ECM stiffness impacts on gene expression signatures in both normal and tumour tissues, enhancing programmes that determine cell identity and differentiation or stemness. ECM stiffness is linked to induction of epithelial-to-mesenchymal transition (EMT), a developmental process that goes awry in cancer and is linked to progression of epithelial cancers such as PDAC (Krebs et al. 2017; Morris and Machesky 2015). Specifically, Twist1 is a critical transcriptional regulator that acts as an EMT promoter and is regulated by increased ECM stiffness, favouring invasion and metastasis (Wei et al. 2015). In addition to integrin-actin connections, the nucleus is coupled with adhesions and actin to cause transcriptional changes that regulate many tumour-promoting processes. The nuclear translocation of two transcriptional co-factors, Yap and Taz, mediates transcriptional responses to ECM mechanosensing in many cells and tissues (Panciera et al. 2017). Yap/Taz and the transcriptional factor TEAD are part of the well-known Hippo pathway, an evolutionarily conserved developmental pathway that controls tissue morphogenesis and homeostasis (Panciera et al. 2017).

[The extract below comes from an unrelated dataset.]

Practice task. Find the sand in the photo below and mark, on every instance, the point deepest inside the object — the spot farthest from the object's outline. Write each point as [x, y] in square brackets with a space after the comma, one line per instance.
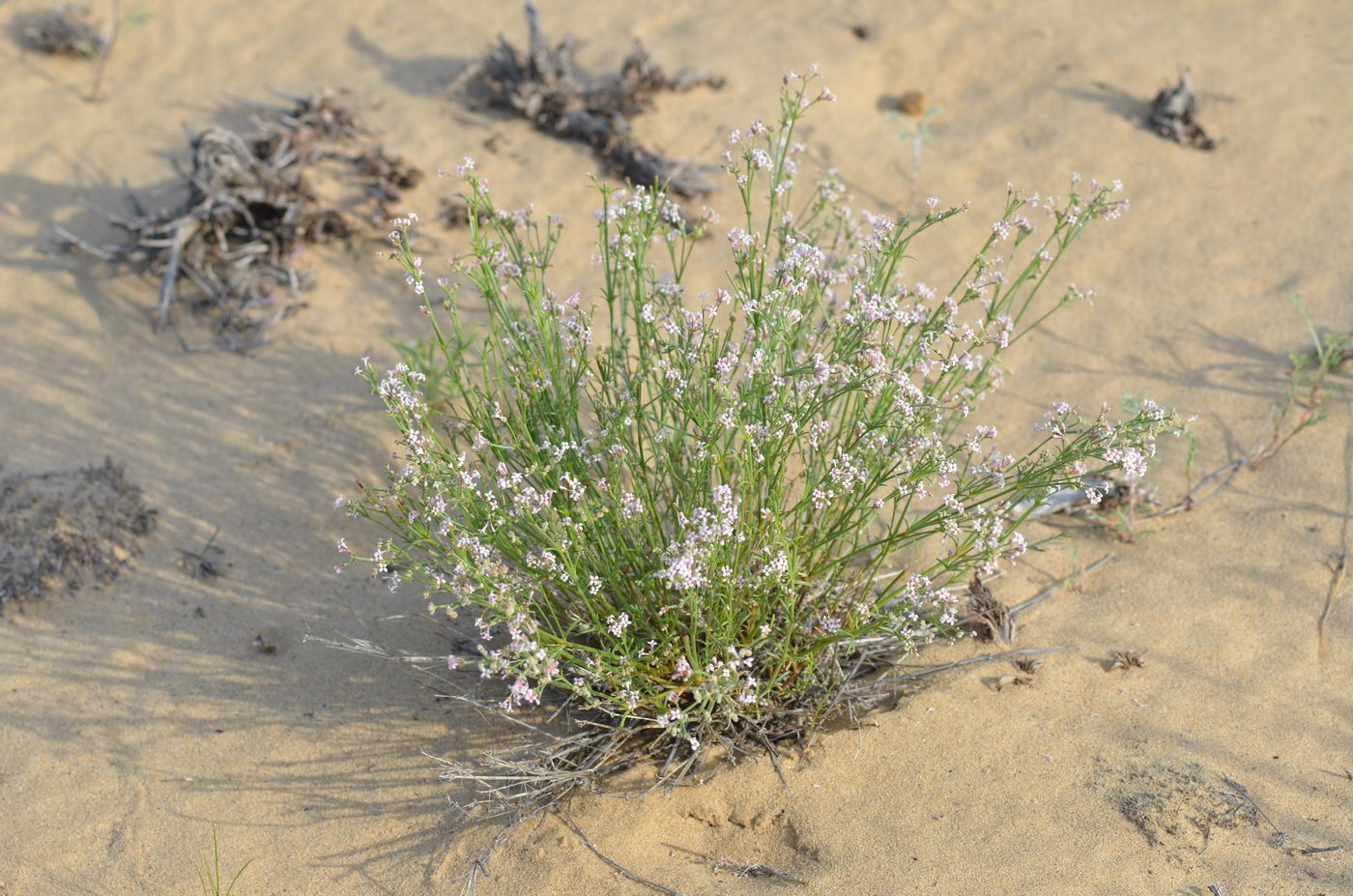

ECM rigidity triggers integrin clutch engagement and leads to nuclear translocation and activation of YAP/Taz signalling (Halder et al. 2012). In the absence of mechanical stress, Yap/Taz are localised to the cytoplasm where they can be phosphorylated by LATS1 and turned over in the proteasome (Panciera et al. 2017). Activation of Yap/Taz signalling triggers a transcriptional programme that affects cell stemness and differentiation (Lian et al. 2010). Multiple targets downstream of Yap/Taz are affected by mechanosensing, including the matricellular matrix protein CCN1, which promotes cancer cell intravasation and metastasis (Reid et al. 2017). Another transcriptional regulator FHL2 (four-and-a-half LIM domain family protein 2) translocates to the nucleus on soft substrates, where it induces the transcription of p21, negatively regulating cell proliferation (Nakazawa et al. 2016). While mechanosensitive transcriptional targets are beginning to be uncovered, much more needs to be done to fully understand how mechanosensing impacts on cell identity and differentiation. Furthermore, although some actin regulators have been implicated in Yap/Taz connection to the cytoskeleton (Aragona et al. 2013), the connections between Yap/Taz and the molecular clutch warrant further investigation.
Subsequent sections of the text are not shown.